Os recursos abrangem iniciativas para a população de baixa renda, como o Bolsa Família, com R$ 158,6 bilhões, e a Farmácia Popular, com R$ 6 bilhões. Programas como o Gás do Povo, com R$ 4,7 bilhões, também receberam investimentos significativos. Lula resgatou projetos de seus primeiros mandatos, buscando fortalecer sua base de apoio.
Setores da classe média se beneficiam com ações como Minha Casa, Minha Vida e Reforma Casa Brasil, voltadas para a aquisição da moradia e melhorias habitacionais. O setor empresarial tem acesso a linhas de crédito através da Nova Indústria Brasil e apoio à exportação por meio do Brasil Soberano, buscando mitigar o impacto de tarifas americanas.
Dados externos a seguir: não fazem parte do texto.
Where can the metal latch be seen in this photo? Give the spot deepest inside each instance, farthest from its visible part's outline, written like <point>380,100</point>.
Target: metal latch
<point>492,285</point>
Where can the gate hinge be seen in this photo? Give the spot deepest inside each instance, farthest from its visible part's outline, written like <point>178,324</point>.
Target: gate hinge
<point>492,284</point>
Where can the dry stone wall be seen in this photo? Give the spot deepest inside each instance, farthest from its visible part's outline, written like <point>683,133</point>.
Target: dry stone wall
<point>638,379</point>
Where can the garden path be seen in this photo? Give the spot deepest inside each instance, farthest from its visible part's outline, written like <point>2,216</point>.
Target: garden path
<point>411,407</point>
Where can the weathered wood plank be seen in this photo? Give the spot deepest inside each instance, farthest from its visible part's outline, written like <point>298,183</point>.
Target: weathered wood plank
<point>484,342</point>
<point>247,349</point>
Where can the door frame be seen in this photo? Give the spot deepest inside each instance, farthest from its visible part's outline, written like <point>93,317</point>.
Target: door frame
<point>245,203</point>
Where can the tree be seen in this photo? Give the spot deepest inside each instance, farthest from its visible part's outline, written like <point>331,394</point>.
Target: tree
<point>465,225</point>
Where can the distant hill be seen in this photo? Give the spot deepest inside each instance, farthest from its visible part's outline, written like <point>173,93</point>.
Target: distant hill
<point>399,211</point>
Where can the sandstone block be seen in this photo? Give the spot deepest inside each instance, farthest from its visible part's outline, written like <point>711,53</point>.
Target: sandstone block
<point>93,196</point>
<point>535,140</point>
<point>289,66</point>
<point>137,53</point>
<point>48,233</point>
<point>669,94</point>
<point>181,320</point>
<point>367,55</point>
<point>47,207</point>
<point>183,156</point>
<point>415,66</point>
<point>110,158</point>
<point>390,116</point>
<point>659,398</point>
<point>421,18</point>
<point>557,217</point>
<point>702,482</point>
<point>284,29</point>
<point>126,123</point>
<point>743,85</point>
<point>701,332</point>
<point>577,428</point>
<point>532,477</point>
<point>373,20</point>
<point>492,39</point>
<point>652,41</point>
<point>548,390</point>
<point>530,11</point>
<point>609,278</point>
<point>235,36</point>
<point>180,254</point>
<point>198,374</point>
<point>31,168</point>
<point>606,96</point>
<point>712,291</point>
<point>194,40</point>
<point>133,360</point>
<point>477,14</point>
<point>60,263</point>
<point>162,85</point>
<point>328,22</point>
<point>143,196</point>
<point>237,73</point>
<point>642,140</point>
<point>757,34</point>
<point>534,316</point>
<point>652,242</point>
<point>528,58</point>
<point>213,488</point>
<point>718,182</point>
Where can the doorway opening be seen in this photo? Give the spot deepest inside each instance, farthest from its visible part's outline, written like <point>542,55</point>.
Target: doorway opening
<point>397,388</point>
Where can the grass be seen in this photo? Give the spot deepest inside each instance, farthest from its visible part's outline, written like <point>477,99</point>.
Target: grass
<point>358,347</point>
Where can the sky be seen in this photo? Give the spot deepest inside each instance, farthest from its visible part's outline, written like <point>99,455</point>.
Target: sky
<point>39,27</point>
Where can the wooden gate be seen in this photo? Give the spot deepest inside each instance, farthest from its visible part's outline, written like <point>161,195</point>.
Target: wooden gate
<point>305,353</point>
A Revista Oeste revelou que 27 milhões de pessoas utilizam a Farmácia Popular, 19,9 milhões de famílias participam do Bolsa Família, 16 milhões recebem isenção do Imposto de Renda, 15 milhões têm acesso ao Gás do Povo, 14,1 milhões recebem liberação do FGTS, 4 milhões participam do Pé-de-Meia e 127 mil famílias se beneficiam do Minha Casa, Minha Vida.
Apesar do investimento, a ampliação da faixa de isenção do Imposto de Renda para quem recebe até R$ 5 mil com desconto para salários até R$ 7,3 mil não gerou o impacto eleitoral esperado. A medida, implementada em março de 2026, não alterou significativamente a popularidade do presidente.
De acordo com a Revista Oeste, em 23 de março, o governo enviou mensagens via WhatsApp para 8 milhões de beneficiários do Gás do Povo, buscando intensificar a comunicação sobre as ações. No entanto, pesquisas do PoderData, publicadas em 25 de março, indicam que 61% dos entrevistados desaprovam Lula, o maior índice desde março de 2024.
O percentual de entrevistados que classificam o governo como “ruim” ou “péssimo” atingiu 51%, 7 pontos acima do registrado em janeiro de 2026. A Revista Oeste também cita um artigo de Rachel Díaz, da edição 315, que descreve a situação como “punição excessiva e impagável”.